Coup de tonnerre le mercredi dernier à Matadi ! La Cour d’Appel déclare que la Majorité Présidentielle n’a pas d’existence juridique. Aucun de ses organes n’a le pouvoir d’agir en justice. Telle est la substance de l’Arrêt R.C.E./001 rendu par cette juridiction à l’issue de ce procès qui a tenu en haleine non seulement le chef-lieu de la province du Bas Congo mais aussi toute la République en ce sens que cette décision va servir de jurisprudence pour les cas similaires.

            Selon la Cour d’Appel de Matadi, aux termes de l’article 14 de la loin électorale, on entend par regroupement politique, une association créée par les partis politiques légalement constitués en vue de conquérir et d’exercer le pouvoir par voie démocratique. Or, dans le cas de l’examen du contentieux électoral, le requérant Déo NKUSU n’a pas produit au dossier les statuts de tous les partis politiques constituant le regroupement dénommé la Majorité Présidentielle en vue de permettre à la cour des céans de vérifier si ces partis sont légalement constitués. Ensuite, Déo NKUSU n’a pas versé au dossier la preuve de son acte d’agrément. La Charte qu’il avait produite n’a malheureusement pas de valeur juridique dès lors qu’elle n’est ni datée, ni signée alors que la jurisprudence exige que tout regroupement politique doit prouver son existence juridique par la production de son acte d’agrément délivré par l’autorité compétente ainsi que ses statuts ou règlement intérieur. Cela ressort des arrêts rendus par la Cour Suprême de Justice siégeant comme Cour constitutionnelle lors des contentieux électoraux de 2006 et 2007.

            En plus, la Cour d’Appel de Matadi indique que même si la Charte de la Majorité Présidentielle était régulière, le Secrétaire général adjoint qui a donné une procuration à Me Dieudonné KALUBA Dibwa pour introduire la requête de contestation de Déo NKUSU serait sans qualité. Car aux termes de l’article 18 de la Charte, cette tâche revient au Secrétaire général qui dispose du pouvoir d’ester en justice au nom et pour le compte de ce regroupement politique.
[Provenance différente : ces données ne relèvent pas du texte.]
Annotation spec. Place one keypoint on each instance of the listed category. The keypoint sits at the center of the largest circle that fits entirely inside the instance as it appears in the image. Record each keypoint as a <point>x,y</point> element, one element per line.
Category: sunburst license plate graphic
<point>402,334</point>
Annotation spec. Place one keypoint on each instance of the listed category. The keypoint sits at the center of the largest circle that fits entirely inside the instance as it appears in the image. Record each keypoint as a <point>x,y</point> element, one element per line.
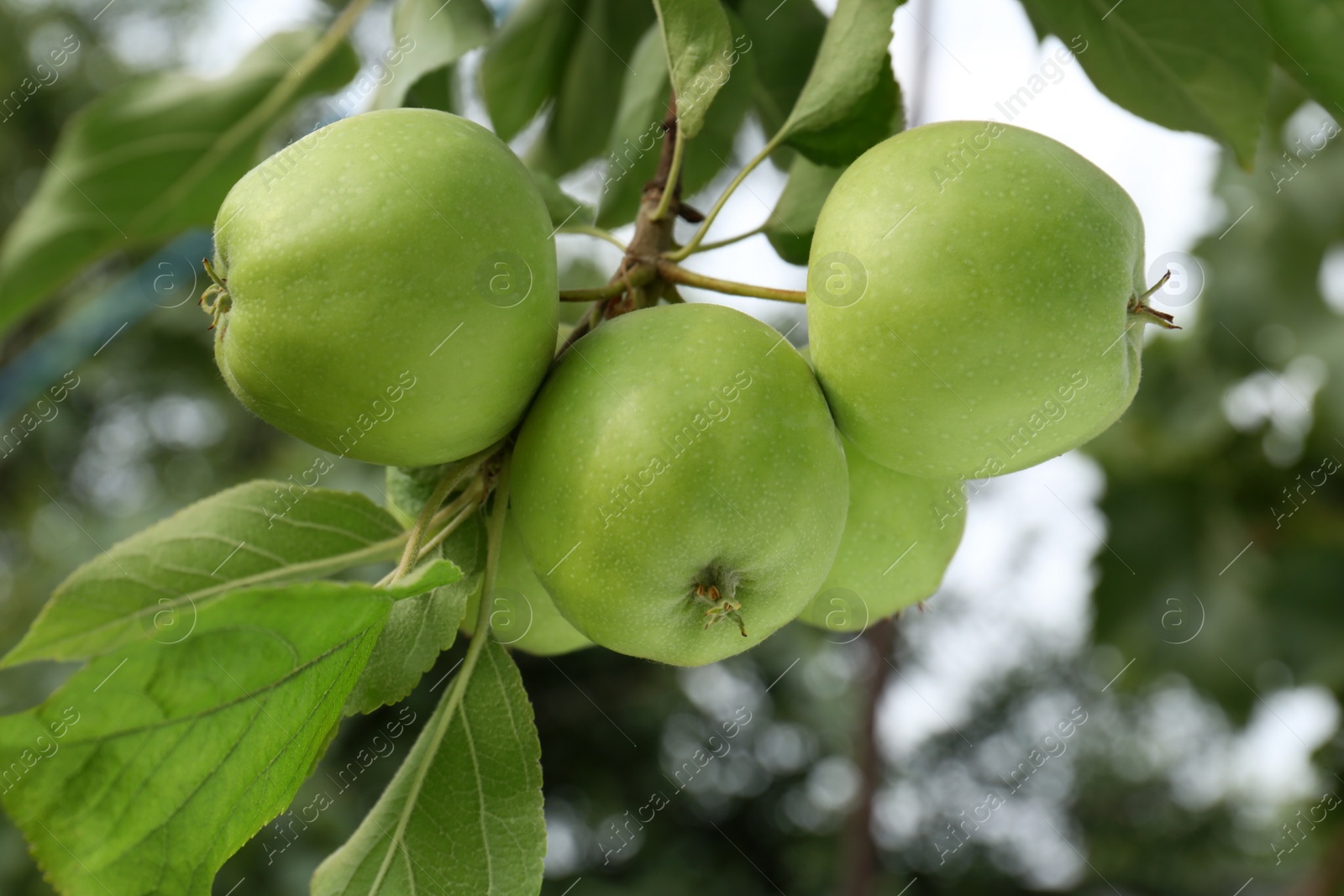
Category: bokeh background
<point>1173,590</point>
Il se fait que le requérant Déo NKUSU n’a pas pu prouver que Aubin MINAKU, ci-devant Secrétaire général était absent ou empêché au moment où son adjoint Didier MOLISHO Sadi signait ladite procuration à Me KALUBA Dibwa. Ce jour-là, c’est-à-dire le 6 octobre dernier, Aubin MINAKU présidait une plénière de l’assemblée nationale au Palais du Peuple. Il n’était ni absent ni empêché.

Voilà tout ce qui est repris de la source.